Review of DM WD4 from Timothy Lebo on 2012-02-22 (public-prov-wg@w3.org from February 2012)

From: Timothy Lebo <lebot@rpi.edu>
Date: Wed, 22 Feb 2012 13:46:49 -0500
To: "public-prov-wg@w3.org Group" <public-prov-wg@w3.org>
Message-Id: <995BD58C-DB94-4052-BE85-BE9A271695C0@rpi.edu>

I was asked to review DM WD3. This email constitutes my review.
I have included supplemental notes that I hope the DM editors will review and consider in future versions.
I have raised a few of the bigger issues in the tracker already.

Regards,
Tim

Goals of the review (per http://www.w3.org/2011/prov/wiki/Meetings:Telecon2012.02.16#PROV-DM_Simplification):

• decide whether the new documents are inline with the simplification objective

• recommend whether they become the new editor's draft

• if not, identify blocking issues
• if yes, identify potential issues to be raised against these future new editor's draft

• decide whether ISSUE-145, ISSUE-183, ISSUE-215, ISSUE-225 and ISSUE-234 (all relating to identifiers) can be closed

------
http://www.w3.org/2011/prov/track/issues/145
qualified identifiers may not work well with named graphs

This issue can be CLOSED. The treatment of AccountEntities (which I hope will be renamed to prov:Provenance) and the section on provenance of provenance does not impose a scoping of identifiers.
This will make it easy to implement using RDF mechanisms

------
http://www.w3.org/2011/prov/track/issues/183
identifiers in prov-dm

The use of identifiers is no longer confusing. They identify Entities, Activities, etc.
"Records" (a dying term) are not identified, they identifier they mention is identifying the Entity, Activity, Involvement, etc.

------
http://www.w3.org/2011/prov/track/issues/215
ProvenanceOfW3CReport

The example is good because it shows two perspectives, which makes it easy to use for AccountEntity (prov:Provenance).
The identifiers make it a bit dry and hard to follow, but the concrete aspect is MUCH more useful.

------
http://www.w3.org/2011/prov/track/issues/225
What are the objects in the universe of discourse?
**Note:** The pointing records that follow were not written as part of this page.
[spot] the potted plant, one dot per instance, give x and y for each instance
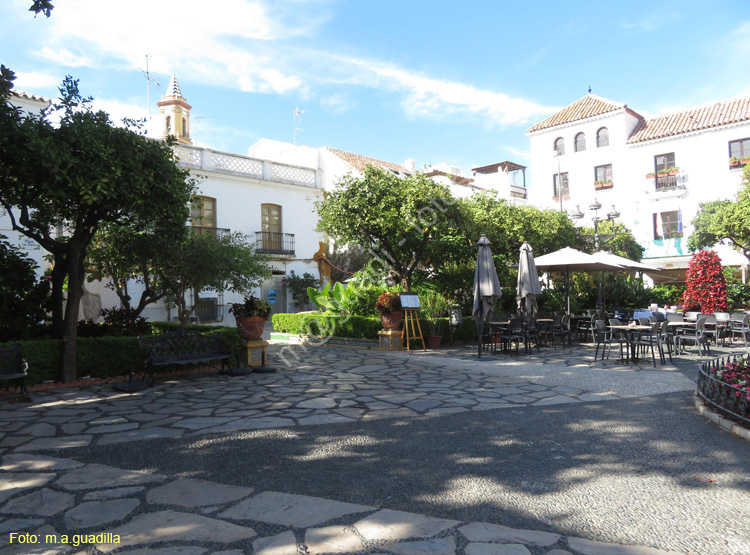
(433, 307)
(388, 306)
(250, 317)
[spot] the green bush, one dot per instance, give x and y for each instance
(357, 327)
(105, 357)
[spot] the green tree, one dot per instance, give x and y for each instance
(123, 255)
(724, 221)
(23, 298)
(224, 261)
(60, 183)
(396, 219)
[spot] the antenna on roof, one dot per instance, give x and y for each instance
(297, 113)
(149, 79)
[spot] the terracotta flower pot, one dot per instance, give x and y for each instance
(432, 341)
(250, 327)
(392, 320)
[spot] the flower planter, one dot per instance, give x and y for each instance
(432, 341)
(250, 327)
(392, 320)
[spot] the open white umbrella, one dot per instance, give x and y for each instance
(486, 287)
(528, 281)
(571, 260)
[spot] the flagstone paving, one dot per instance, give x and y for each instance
(156, 514)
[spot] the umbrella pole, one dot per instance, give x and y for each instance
(480, 329)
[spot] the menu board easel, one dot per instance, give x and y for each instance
(410, 306)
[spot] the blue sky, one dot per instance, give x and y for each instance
(431, 80)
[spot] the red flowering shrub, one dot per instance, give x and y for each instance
(706, 286)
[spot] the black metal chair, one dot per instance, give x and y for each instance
(644, 341)
(606, 338)
(698, 338)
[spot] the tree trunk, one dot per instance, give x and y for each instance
(76, 276)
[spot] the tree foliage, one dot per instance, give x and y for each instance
(60, 183)
(223, 261)
(724, 221)
(706, 286)
(396, 219)
(24, 299)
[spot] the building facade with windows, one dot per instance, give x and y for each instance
(655, 171)
(270, 202)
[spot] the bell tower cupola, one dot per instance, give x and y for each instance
(175, 114)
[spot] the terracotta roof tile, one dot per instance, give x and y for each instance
(29, 96)
(589, 106)
(359, 162)
(725, 112)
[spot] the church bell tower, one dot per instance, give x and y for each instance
(175, 114)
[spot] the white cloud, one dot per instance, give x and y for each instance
(28, 81)
(63, 57)
(245, 45)
(338, 103)
(429, 97)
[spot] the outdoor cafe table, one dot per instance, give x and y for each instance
(631, 337)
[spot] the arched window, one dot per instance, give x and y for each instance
(602, 137)
(580, 142)
(559, 146)
(203, 211)
(270, 223)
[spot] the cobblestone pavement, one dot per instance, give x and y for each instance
(45, 490)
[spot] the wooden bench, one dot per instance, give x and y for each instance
(184, 347)
(13, 366)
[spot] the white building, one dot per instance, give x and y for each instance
(29, 104)
(603, 150)
(506, 178)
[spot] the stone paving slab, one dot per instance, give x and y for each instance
(299, 511)
(171, 526)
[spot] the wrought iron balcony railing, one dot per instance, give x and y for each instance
(269, 242)
(517, 192)
(215, 231)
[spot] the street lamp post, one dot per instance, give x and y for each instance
(596, 206)
(558, 153)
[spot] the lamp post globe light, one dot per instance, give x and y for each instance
(611, 215)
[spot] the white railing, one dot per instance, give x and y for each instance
(211, 160)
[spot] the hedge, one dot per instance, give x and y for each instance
(356, 327)
(104, 357)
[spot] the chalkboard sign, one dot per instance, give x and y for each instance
(409, 301)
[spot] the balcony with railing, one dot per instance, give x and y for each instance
(269, 242)
(517, 192)
(215, 231)
(211, 160)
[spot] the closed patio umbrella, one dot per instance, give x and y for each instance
(528, 281)
(486, 287)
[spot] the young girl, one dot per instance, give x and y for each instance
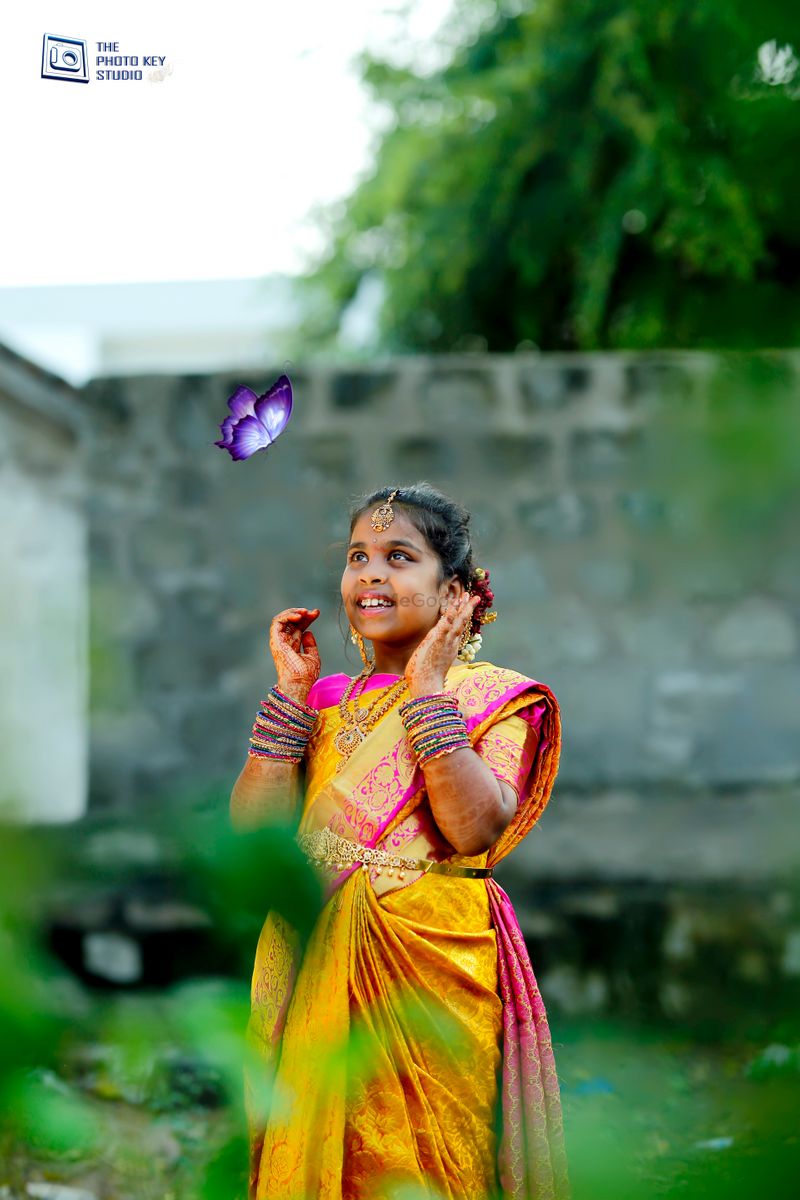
(413, 780)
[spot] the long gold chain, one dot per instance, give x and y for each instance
(356, 724)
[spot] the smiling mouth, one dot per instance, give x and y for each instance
(370, 609)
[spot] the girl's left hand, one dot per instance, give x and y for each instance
(427, 667)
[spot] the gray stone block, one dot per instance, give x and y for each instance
(657, 379)
(518, 455)
(602, 454)
(609, 577)
(559, 517)
(361, 389)
(457, 397)
(427, 457)
(548, 387)
(757, 628)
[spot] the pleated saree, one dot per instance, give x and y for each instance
(409, 1042)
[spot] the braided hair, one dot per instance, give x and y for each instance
(444, 523)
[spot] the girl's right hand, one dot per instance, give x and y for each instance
(294, 651)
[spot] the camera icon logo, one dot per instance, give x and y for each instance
(65, 58)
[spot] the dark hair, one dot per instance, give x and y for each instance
(444, 523)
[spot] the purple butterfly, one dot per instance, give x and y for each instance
(256, 421)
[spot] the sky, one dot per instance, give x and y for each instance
(212, 171)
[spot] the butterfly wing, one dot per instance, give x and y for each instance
(256, 421)
(248, 436)
(274, 408)
(241, 403)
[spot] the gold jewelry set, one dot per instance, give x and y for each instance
(326, 849)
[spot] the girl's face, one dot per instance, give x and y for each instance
(400, 565)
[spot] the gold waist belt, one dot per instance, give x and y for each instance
(325, 847)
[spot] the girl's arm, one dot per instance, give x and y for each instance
(470, 805)
(266, 790)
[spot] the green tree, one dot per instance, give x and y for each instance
(582, 174)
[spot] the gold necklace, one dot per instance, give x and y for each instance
(356, 724)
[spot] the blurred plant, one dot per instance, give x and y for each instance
(595, 173)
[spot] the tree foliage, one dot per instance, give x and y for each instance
(583, 174)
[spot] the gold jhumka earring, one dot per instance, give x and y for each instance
(358, 640)
(384, 514)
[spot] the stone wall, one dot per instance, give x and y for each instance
(637, 569)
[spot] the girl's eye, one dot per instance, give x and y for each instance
(356, 552)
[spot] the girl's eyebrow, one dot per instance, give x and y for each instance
(394, 541)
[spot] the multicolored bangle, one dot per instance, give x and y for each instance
(282, 729)
(434, 726)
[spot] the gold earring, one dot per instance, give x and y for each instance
(358, 640)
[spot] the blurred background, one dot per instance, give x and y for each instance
(545, 256)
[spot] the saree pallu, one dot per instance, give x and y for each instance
(409, 1043)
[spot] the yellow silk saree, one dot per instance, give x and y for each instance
(408, 1042)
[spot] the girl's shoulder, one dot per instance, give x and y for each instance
(476, 682)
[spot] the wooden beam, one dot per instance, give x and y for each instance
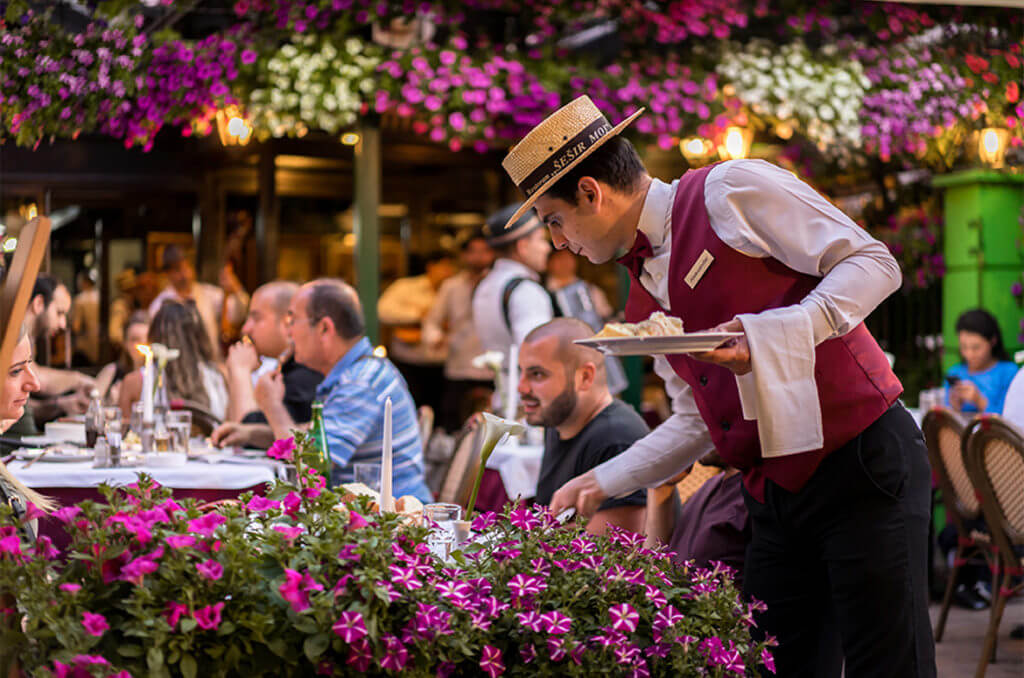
(368, 199)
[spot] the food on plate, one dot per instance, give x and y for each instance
(658, 325)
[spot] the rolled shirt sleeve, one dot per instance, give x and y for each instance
(765, 211)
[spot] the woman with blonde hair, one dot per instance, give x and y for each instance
(18, 382)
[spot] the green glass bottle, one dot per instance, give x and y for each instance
(317, 432)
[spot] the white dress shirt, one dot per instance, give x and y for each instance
(763, 211)
(529, 306)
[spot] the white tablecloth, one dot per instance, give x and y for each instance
(236, 474)
(519, 466)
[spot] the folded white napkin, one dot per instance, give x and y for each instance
(779, 391)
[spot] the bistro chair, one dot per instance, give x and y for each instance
(993, 454)
(944, 438)
(464, 465)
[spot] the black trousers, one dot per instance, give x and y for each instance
(849, 551)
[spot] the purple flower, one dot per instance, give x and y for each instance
(282, 450)
(173, 612)
(259, 504)
(180, 541)
(555, 623)
(406, 577)
(95, 625)
(206, 524)
(624, 618)
(530, 621)
(208, 618)
(395, 654)
(210, 569)
(289, 533)
(522, 585)
(491, 661)
(350, 627)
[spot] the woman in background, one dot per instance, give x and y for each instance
(136, 331)
(980, 381)
(194, 375)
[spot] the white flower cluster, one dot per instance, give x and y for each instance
(314, 84)
(818, 93)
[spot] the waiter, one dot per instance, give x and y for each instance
(803, 401)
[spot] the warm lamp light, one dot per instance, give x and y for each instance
(992, 145)
(695, 150)
(736, 143)
(232, 128)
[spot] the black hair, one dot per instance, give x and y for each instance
(46, 286)
(615, 163)
(982, 323)
(330, 298)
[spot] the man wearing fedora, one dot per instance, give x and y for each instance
(801, 399)
(510, 300)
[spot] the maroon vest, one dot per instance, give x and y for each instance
(854, 380)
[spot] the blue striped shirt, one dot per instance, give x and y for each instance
(353, 394)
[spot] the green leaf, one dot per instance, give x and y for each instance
(315, 645)
(187, 666)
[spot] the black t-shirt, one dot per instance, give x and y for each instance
(300, 389)
(607, 434)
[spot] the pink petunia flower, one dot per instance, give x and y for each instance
(95, 625)
(350, 627)
(210, 569)
(282, 450)
(173, 612)
(395, 654)
(491, 661)
(624, 618)
(206, 524)
(180, 541)
(259, 504)
(208, 618)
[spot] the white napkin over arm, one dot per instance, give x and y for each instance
(779, 391)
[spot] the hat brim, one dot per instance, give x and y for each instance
(528, 204)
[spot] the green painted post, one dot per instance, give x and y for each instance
(632, 365)
(983, 252)
(368, 199)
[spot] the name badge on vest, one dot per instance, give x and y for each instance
(699, 268)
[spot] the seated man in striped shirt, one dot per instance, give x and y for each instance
(327, 329)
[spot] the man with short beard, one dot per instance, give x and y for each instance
(562, 387)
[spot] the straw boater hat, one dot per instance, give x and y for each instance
(556, 145)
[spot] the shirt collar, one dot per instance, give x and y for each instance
(358, 349)
(517, 267)
(655, 218)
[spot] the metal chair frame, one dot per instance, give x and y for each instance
(993, 455)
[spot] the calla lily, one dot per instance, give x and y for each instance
(495, 430)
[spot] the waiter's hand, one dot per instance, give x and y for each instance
(735, 354)
(582, 493)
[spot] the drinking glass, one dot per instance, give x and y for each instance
(368, 474)
(135, 423)
(441, 518)
(179, 426)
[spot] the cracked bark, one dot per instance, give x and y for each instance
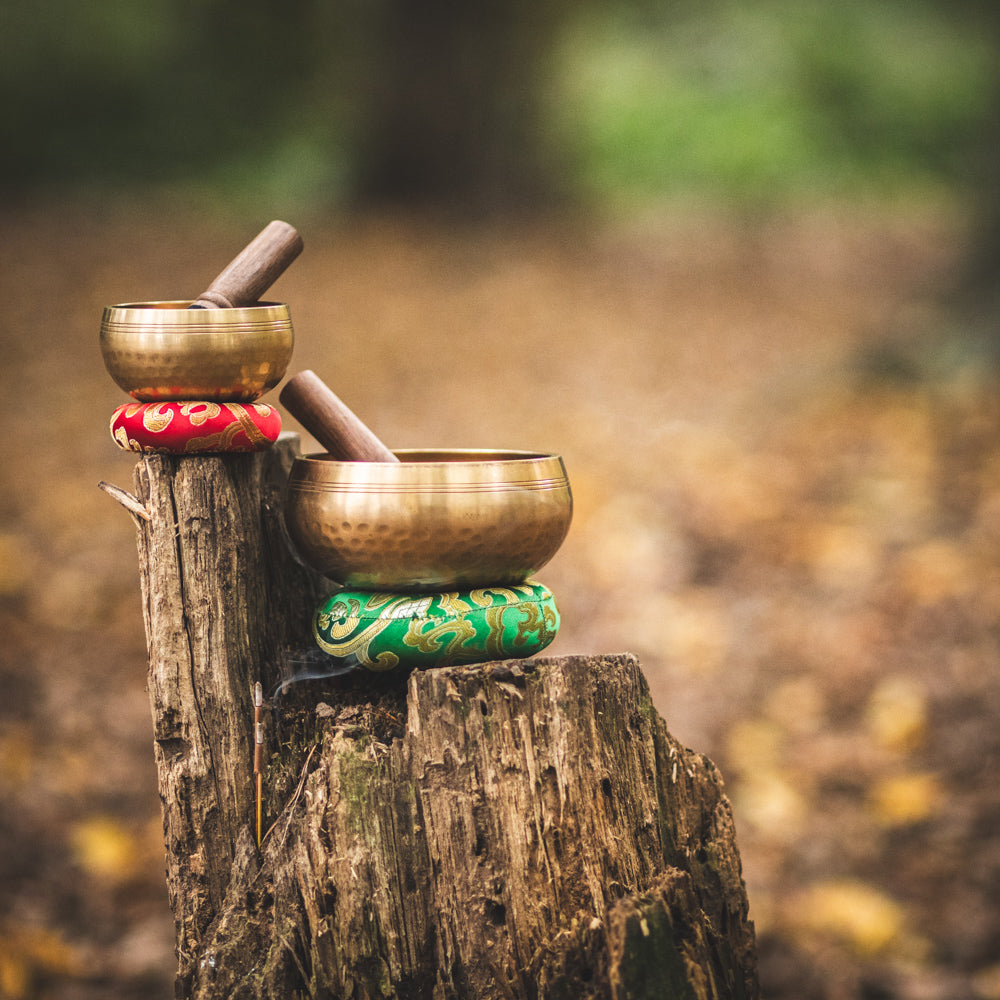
(517, 829)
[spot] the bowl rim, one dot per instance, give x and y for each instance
(444, 457)
(182, 305)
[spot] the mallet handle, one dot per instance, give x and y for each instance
(336, 428)
(256, 268)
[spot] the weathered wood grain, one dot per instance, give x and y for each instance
(517, 829)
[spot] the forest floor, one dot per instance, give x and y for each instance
(794, 528)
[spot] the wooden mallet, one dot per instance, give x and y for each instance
(257, 267)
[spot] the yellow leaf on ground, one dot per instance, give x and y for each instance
(906, 798)
(897, 713)
(861, 916)
(105, 848)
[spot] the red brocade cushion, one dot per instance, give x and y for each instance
(195, 428)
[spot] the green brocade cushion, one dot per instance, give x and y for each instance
(381, 631)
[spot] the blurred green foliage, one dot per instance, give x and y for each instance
(758, 101)
(778, 99)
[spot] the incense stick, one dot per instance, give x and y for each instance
(258, 752)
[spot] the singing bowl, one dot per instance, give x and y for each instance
(162, 351)
(437, 520)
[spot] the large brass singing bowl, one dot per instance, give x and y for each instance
(163, 350)
(438, 520)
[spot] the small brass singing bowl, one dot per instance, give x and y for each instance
(160, 351)
(437, 520)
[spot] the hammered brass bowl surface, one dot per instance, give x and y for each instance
(439, 520)
(160, 351)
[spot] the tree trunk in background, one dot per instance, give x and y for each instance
(516, 829)
(453, 111)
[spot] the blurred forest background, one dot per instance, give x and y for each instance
(736, 262)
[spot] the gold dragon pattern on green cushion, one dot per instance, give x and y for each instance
(381, 631)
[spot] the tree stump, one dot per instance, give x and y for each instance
(515, 829)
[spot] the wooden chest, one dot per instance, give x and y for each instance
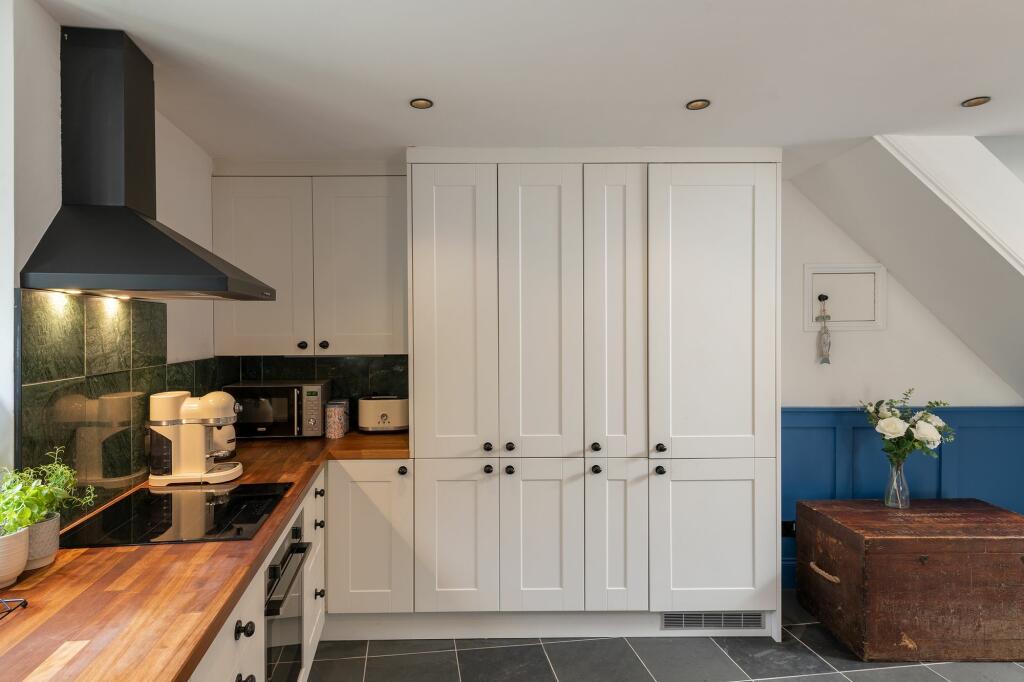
(941, 581)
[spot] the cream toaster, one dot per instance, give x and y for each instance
(383, 413)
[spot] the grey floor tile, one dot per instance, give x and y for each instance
(762, 656)
(685, 659)
(793, 612)
(506, 664)
(818, 638)
(349, 648)
(989, 672)
(492, 642)
(908, 674)
(383, 647)
(346, 670)
(438, 667)
(596, 661)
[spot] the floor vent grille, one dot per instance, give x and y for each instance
(714, 621)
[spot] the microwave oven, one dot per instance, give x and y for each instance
(280, 409)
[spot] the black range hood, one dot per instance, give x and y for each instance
(105, 238)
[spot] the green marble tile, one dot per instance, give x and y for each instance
(144, 382)
(148, 334)
(52, 336)
(389, 375)
(279, 368)
(181, 377)
(206, 376)
(108, 335)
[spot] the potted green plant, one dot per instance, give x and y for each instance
(32, 498)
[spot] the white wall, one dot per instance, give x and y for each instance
(183, 204)
(914, 350)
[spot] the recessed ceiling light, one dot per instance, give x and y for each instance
(976, 101)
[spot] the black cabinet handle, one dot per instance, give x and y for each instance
(249, 629)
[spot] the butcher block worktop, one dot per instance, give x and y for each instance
(151, 611)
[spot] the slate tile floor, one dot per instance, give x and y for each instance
(807, 653)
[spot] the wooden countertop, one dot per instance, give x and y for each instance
(110, 613)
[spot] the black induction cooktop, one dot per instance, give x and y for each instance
(179, 514)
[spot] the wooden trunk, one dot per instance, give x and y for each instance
(941, 581)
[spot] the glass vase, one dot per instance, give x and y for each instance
(897, 493)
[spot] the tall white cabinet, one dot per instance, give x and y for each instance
(594, 391)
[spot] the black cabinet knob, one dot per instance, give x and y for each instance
(248, 629)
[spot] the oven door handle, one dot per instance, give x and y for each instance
(291, 568)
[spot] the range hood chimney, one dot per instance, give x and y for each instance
(105, 238)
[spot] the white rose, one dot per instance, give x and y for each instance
(891, 427)
(927, 433)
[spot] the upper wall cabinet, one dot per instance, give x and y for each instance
(334, 249)
(455, 309)
(264, 226)
(615, 308)
(713, 311)
(359, 236)
(540, 307)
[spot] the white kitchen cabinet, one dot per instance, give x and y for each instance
(714, 530)
(713, 308)
(616, 534)
(455, 309)
(540, 303)
(542, 535)
(457, 535)
(615, 308)
(264, 226)
(370, 553)
(359, 237)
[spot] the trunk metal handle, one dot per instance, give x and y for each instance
(824, 573)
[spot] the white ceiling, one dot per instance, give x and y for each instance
(330, 79)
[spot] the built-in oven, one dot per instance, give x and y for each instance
(280, 409)
(283, 608)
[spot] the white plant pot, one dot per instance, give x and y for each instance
(13, 556)
(44, 540)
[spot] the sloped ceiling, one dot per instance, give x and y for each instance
(330, 79)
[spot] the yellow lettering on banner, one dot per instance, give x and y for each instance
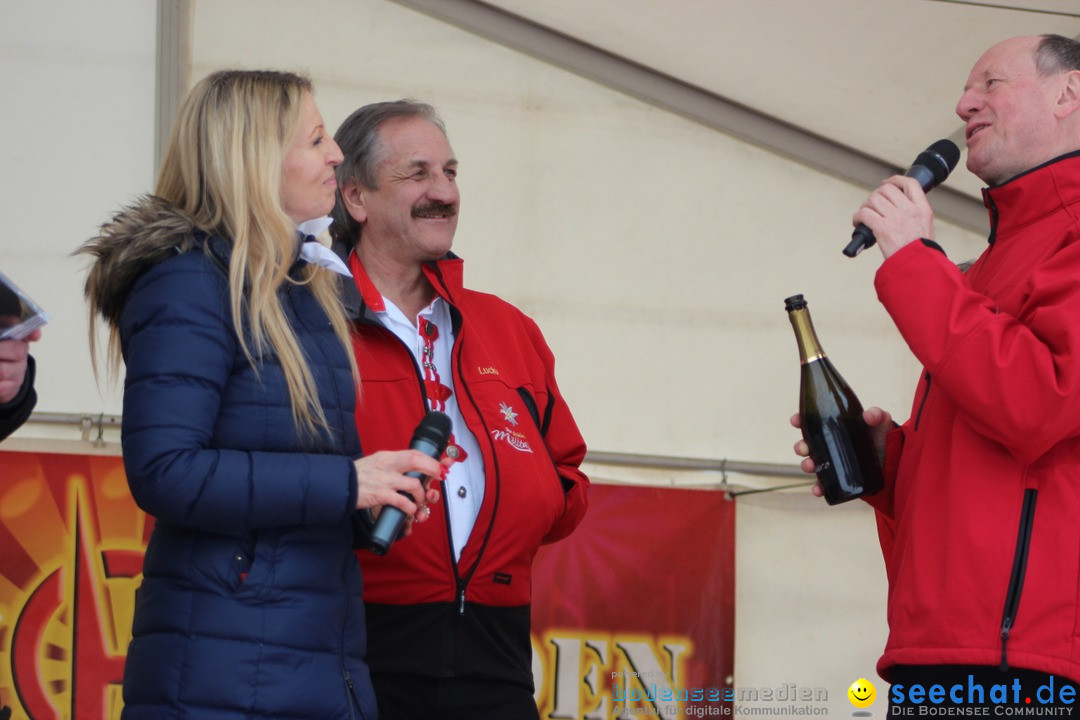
(582, 674)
This can be CLOSED. It is not confusing in the current writeup.

------
http://www.w3.org/2011/prov/track/issues/234
id identifies entity, not the record

Can be CLOSED.

------- supplemental notes --------

About notes in http://www.w3.org/2011/prov/wiki/ProvDMWorkingDraft4#Design_decisions

• If part 3 is now separate from part 1, there is no need to talk about 'Entity Record' (or whatever Record) in part 1. Instead, we can just mention Entity (or whatever other concept).

+1 This is much more natural

• Given that Part 3 is just about ASN, and therefore is a language, then we can without confusion, talk about 'Entity Expression' since now these would be Expressions of the language

• Does this mean that we would be dropping the term record entirely? What would we bundle up though?

I would say we bundle up "expressions". One could bundle ASN expressions, RDF expressions, XML expressions, etc.

• What about assertions? So should still use the word?

I would suggest the more general term "expression" in place of "assertion".

------- supplemental notes --------

About http://dvcs.w3.org/hg/prov/raw-file/default/model/working-copy/towards-wd4.html

Sections entitled "Activity-Entity Relation" seem a bit unnatural. Perhaps something like "Relations between Activities and Entities" would be clearer.

The phrase "when the data it is about changes" is unclear.

"To address this challenge, an upgrade path is proposed to enrich simple provenance..." This paragraph is nice. I'd suggest including "specific subject" in "qualify the subject of provenance".

Is it okay to use ASN before it is defined? "In section 3, PROV-DM is applied to a short scenario, encoded in PROV-ASN, and illustrated graphically."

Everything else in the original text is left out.